Sunday, February 11, 2018

A New Beginning?

A lot of expectations attend the passing of one calendar year to the next. Yet, in truth, there’s no inherent reason for having such expectations. It’s just one set of 24 hours following another. Nevertheless, pretty much everyone envisions the coming year as offering hope that things will be better than the last: new skills acquired, adventures undertaken, persistent problems overcome, even world peace realized! 

The desire for better awakened by the coming of a new year, comes with the territory of being human. Since the Fall, we’ve been operating at less than capacity, and the world in which we live exhibits its “bondage to decay” in multitudinous ways. As a result, we are often yearning for things to be as they ought to be (whether we can put words to that yearning or not), and with the new year comes fresh hope.
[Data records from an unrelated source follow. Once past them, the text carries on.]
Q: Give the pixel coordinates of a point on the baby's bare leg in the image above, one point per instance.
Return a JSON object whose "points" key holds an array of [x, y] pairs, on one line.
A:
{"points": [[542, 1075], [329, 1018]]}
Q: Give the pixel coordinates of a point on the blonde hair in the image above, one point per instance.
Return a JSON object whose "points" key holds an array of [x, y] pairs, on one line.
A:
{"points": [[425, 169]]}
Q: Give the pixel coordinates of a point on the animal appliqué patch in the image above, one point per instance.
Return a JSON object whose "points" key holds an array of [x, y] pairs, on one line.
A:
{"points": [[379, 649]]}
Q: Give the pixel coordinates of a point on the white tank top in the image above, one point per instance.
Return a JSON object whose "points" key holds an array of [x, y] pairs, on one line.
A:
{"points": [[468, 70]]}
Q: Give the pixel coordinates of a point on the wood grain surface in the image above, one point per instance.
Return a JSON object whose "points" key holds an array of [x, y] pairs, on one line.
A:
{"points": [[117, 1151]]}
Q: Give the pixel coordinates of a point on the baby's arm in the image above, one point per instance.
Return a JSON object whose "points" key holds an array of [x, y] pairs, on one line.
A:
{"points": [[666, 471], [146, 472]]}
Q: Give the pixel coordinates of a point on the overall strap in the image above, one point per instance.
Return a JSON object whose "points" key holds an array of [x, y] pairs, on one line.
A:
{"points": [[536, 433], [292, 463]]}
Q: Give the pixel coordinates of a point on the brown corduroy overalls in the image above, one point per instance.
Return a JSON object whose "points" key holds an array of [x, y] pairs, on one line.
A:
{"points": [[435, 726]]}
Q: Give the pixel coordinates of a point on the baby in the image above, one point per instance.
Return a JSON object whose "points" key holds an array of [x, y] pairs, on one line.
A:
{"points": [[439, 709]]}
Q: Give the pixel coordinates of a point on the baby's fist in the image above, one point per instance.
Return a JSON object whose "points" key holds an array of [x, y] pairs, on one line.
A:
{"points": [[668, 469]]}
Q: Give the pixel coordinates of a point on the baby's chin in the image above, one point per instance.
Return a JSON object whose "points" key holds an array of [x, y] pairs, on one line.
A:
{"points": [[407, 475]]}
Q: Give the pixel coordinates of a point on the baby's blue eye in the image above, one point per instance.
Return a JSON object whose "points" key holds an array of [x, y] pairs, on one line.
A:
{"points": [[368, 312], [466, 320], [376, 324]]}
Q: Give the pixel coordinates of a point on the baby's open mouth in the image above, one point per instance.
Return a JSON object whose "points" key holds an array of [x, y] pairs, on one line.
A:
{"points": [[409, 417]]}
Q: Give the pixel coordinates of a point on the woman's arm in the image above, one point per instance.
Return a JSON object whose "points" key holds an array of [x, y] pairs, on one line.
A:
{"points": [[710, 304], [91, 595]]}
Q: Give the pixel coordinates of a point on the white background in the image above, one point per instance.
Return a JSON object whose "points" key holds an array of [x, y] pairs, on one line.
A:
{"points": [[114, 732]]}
Of all people, Christians have reason to believe that the coming year will be better than the last. We know that a good, wise, and omnipotent God is in control of history, and he is guiding it to the moment when he makes “all things new.” We also know that he is at work conforming his children to be like his Son, fitting us for the glorious existence he has purchased for us. That means that whatever transpires is designed by him to accomplish that extraordinary end. 


But we have a part to play in how this year accomplishes his design. We don’t just sit back and let the days roll by. The relationship we have with our Savior is meant to be active. As he works in us we can expect that we will be called to more and more yield our entire selves to him. Jesus teaches that if we try to preserve our life, we will lose it; but if we lose it, we will keep it. As C.S. Lewis urges, Jesus says, “Give me All. I don’t want so much of your time and so much of your money and so much of your work: I want You . . . No half-measures are any good . . . Hand over the whole natural self, all the desires which you think innocent as well as the ones you think wicked — the whole outfit.” It is natural, indeed, too natural, for us to try to accommodate Christ to the life we envision. But our life’s satisfaction and joy, comes with embracing the vision he has for us. May 2018 be a year in which he more and more lives in and through us.